There are more and more people living on the streets living in the Sunderland area. The problem many link due to the recent economic crisis and loss in jobs, but there are people and organisations who are trying to help those who have nowhere to class as home.

Burns Park Methodist Church on Durham Road and the corner of Beechwood Street do their part in trying to help out the less fortunate. The church hold a ‘drop in’ event on a Sunday evening, which provides the homeless with meals and a chance to meet people and make new friends.

Burns Park Methodist Church where the drop in event is held.

Burns Park Methodist Church where the drop in event is held.
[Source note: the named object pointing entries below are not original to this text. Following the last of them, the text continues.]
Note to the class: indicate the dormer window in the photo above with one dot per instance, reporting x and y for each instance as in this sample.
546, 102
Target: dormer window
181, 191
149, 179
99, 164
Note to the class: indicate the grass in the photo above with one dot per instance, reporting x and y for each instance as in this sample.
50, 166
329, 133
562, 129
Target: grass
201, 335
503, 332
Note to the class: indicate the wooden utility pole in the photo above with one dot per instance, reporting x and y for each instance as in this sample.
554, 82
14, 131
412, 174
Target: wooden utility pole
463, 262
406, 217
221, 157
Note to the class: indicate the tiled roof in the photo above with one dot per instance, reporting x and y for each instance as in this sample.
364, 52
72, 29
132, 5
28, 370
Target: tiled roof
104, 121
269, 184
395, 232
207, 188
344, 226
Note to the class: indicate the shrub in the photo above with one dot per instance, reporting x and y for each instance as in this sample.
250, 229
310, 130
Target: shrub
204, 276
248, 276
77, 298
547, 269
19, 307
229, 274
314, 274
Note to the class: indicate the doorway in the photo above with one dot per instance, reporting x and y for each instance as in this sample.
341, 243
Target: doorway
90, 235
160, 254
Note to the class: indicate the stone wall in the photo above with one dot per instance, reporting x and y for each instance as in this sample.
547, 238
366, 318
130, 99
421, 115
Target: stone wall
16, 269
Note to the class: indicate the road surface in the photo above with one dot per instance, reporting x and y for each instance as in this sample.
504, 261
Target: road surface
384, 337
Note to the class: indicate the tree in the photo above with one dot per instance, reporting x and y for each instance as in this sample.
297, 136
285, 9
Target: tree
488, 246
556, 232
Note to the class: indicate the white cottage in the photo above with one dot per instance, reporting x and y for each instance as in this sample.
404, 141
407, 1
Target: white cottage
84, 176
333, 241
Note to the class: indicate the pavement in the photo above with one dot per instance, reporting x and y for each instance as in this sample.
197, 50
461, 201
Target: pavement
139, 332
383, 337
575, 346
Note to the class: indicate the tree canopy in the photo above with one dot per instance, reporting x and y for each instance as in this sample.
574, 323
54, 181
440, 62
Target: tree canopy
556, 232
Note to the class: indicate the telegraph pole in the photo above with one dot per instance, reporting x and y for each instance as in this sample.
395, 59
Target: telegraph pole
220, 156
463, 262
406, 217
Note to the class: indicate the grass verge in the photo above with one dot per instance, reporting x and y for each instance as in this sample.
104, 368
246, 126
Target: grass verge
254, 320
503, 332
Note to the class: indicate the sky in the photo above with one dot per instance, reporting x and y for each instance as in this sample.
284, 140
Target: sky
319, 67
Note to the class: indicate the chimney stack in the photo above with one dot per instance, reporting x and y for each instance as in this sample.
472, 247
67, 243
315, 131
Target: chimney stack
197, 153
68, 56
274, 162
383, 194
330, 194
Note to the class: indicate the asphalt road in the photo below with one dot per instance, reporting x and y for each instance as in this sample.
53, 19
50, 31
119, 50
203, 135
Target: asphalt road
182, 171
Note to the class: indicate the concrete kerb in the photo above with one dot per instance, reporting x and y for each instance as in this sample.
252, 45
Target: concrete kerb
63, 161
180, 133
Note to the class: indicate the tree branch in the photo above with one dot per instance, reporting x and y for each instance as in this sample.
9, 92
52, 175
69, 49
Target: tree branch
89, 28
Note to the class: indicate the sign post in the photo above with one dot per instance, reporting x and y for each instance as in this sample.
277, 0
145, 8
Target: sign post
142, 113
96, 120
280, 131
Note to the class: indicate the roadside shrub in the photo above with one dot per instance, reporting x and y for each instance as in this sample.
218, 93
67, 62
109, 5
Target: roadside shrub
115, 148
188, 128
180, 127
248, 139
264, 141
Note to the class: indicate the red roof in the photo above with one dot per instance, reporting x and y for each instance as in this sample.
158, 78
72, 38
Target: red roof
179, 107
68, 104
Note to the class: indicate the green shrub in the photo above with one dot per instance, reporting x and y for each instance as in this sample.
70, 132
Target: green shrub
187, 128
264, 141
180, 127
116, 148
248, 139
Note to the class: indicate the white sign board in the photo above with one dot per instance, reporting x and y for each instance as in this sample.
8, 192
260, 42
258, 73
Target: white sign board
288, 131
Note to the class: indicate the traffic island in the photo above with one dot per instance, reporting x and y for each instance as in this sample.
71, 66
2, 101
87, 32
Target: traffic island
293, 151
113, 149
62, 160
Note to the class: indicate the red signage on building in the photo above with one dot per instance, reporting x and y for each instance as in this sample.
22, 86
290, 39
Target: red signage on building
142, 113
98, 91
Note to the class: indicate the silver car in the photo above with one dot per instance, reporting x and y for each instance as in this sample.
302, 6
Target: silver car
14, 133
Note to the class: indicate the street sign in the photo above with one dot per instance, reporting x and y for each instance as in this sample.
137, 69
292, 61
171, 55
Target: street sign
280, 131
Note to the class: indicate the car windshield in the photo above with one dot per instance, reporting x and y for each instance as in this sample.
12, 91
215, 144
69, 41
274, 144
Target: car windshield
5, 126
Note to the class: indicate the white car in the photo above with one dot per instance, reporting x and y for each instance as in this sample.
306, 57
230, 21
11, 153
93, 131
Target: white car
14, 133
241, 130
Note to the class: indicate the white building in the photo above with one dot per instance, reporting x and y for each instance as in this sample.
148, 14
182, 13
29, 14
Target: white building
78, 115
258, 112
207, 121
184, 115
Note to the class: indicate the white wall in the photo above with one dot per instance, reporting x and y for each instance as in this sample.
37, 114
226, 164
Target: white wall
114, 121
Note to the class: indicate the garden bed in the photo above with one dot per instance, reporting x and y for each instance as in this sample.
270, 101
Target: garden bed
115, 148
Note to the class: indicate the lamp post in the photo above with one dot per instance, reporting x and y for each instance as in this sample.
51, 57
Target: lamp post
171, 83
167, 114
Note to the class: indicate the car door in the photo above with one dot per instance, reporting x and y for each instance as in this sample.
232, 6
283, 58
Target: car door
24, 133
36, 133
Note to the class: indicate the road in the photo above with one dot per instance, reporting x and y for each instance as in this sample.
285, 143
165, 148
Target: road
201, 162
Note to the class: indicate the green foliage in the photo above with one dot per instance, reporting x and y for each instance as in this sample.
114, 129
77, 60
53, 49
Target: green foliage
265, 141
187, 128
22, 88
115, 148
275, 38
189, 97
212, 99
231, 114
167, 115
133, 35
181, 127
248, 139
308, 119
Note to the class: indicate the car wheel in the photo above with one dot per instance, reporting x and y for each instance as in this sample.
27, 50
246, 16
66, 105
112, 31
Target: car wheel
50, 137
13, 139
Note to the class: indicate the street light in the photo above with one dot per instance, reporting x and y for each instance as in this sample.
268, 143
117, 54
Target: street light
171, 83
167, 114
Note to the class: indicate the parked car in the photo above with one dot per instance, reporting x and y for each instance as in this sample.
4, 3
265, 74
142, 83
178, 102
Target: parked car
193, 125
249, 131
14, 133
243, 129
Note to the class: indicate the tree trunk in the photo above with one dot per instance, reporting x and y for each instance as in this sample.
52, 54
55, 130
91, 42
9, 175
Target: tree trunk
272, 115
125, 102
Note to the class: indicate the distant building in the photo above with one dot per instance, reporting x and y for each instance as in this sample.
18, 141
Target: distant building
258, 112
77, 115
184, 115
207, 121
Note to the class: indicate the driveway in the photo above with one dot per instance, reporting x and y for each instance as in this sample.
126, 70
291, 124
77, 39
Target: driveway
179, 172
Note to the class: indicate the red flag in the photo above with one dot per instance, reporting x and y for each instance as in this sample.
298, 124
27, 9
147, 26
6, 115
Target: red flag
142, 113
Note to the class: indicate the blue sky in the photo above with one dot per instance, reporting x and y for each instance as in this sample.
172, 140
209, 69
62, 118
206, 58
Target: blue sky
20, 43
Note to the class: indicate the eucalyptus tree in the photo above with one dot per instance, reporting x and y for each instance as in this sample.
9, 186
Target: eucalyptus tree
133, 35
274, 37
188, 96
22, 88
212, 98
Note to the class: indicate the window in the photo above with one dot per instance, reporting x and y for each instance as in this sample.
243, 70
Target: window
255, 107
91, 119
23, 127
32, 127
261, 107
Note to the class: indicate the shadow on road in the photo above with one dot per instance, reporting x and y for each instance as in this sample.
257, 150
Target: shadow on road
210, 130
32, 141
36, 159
These drop in nights give the people who don’t have the stability of a normal daily lifestyle a bit of a break from their lives and help raise moral. Speaking to Clive, Clive normally spends his nights sleeping rough in and around the city centre. “When I come here I feel warm not just because of being indoors but also because of the love these people show. They take time out of their lives to give me and the others just a brief bite of normality. “

I spoke to Jon, a former office worker whose life turned into a dark spiral through a combination of drinking and gambling. At one point Jon was living in an old abandoned house. “Living in the abandoned house was such a dramatic change, I was living in a nice flat and had what I thought was a good life, but addiction ruined it. I know it’s my fault but I’m in this mess, these people here at the centre are the salt of the earth.”

Not everyone sees the centre as a good thing, some residents of the area have moaned that having a large group of homeless people hanging around on the streets waiting for the ‘drop in’ event to start make the neighbour less appealing and dangerous. “On a Sunday I feel very uneasy walking to the local shop from my house because I have to pass the church and there is always a large group of men lingering around waiting to go into the church. For people who are driving past it can’t give a very good impression on the standard of the neighbourhood.” Beechwood Street resident Rob Parsons.

The event on a Sunday night is seen by many as a positive aspect of society coming together and helping out those who aren’t always guaranteed a warm night’s sleep or even a meal a day.